Premium bonds fall short as investors miss out on thousands
Premium bond holders are falling short compared to UK investors, missing out on thousands by choosing to dodge the stock market.
Brits who keep capital instead of premium bonds instead of stocks could be losing out on almost £3,800 in earnings, according to data from investment platform Lightyear.
The average premium bond holder with the typical balance of £6,000, would have earned just £908 in prize winnings between 2021 and 2025, assuming average returns and reinvesting the prize.
In contrast, investing the same amount into London’s flagship market over the same period through a stocks and shares ISA would have boosted the investment to over £10,600.
This would leave investors £3,788 better off.
Market volatility and record highs
Investors and savers have soured on the FTSE in recent years, particularly during the widespread market volatility in 2022, leading them to look for opportunities overseas or return to the safety of cash.
However, the market has delivered strong returns in recent years, with the FTSE 100 trading near its all-time high, just below 10,000 in December 2025, rising by more than a fifth over the course of the year.
It also achieved annual compound growth of 12 per cent over the past five years, while this month, the index climbed above 10,000 points for the first time since 1984.

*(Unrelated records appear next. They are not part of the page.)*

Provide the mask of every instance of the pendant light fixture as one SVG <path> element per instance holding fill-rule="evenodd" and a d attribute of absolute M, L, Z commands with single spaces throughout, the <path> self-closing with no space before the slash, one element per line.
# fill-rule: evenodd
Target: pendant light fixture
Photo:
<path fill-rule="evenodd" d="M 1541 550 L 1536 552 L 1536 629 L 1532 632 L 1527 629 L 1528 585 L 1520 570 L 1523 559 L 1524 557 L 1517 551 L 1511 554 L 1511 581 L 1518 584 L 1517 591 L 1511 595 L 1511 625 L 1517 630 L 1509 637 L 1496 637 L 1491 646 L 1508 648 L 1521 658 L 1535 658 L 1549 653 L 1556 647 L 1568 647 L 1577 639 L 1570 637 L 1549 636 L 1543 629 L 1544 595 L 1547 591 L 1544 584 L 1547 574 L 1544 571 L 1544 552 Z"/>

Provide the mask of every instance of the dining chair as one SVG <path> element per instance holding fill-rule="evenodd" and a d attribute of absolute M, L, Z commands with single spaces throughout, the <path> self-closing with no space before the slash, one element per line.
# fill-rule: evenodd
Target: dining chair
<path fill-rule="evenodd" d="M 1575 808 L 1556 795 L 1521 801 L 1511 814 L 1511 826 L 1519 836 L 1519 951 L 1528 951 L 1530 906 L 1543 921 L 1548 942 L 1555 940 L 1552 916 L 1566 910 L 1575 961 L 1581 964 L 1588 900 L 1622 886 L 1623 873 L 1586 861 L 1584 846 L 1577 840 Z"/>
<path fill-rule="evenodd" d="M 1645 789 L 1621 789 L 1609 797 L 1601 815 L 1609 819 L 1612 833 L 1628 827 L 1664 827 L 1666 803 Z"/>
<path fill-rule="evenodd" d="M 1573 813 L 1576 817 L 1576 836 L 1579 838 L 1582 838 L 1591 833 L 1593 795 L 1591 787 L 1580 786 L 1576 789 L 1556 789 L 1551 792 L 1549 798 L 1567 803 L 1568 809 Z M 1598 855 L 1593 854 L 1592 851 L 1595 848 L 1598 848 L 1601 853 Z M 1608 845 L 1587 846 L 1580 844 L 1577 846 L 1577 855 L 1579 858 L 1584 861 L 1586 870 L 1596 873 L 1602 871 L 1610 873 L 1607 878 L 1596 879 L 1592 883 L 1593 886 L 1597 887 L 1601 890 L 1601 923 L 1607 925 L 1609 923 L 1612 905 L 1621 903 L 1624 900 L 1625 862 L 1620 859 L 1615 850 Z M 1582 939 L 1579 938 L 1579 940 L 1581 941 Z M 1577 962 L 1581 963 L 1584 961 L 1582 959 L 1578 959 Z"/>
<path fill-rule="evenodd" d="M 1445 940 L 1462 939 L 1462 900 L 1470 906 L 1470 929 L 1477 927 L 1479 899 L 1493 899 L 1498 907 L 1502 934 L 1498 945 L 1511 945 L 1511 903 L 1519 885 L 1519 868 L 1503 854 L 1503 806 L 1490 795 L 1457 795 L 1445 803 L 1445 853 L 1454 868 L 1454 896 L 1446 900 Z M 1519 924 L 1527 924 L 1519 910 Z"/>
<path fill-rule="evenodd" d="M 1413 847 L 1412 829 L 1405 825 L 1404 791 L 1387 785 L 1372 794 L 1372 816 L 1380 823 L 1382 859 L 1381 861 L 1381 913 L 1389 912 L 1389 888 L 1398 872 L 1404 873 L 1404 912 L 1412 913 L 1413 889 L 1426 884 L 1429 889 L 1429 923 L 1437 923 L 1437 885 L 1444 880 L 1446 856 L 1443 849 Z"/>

Meanwhile, premium bonds have delivered an average rate return of just 12 per cent, even after the prize fund peaked at 4.65 per cent in September 2023.
Playing the lottery with wealth
Despite the low returns and no interest rates, premium bonds remain one of the UK’s most popular saving products, with over 22m holders collectively storing over £134bn, meaning roughly one in three Brits own a premium bond.
While the government push and arrival of new digital investing platforms has awoken Brits to the incentives of opening a stocks and shares ISA, the gap is stark, with only 4m Brits having one.
Among ISA products, the cash ISA also remains the most popular, with roughly 10m UK adults having one.
Lightyear’s UK chief executive, Wander Rutgers, said: “Now more than ever, Brits want their money to work harder for them. While many see premium bonds as a responsible way to store their hard-earned cash, they’re missing out on thousands by ‘playing it safe’.
“Millions of Brits are effectively opting into a lottery rather than putting their money to work. For people with long-term financial goals, that trade-off needs a serious rethink.”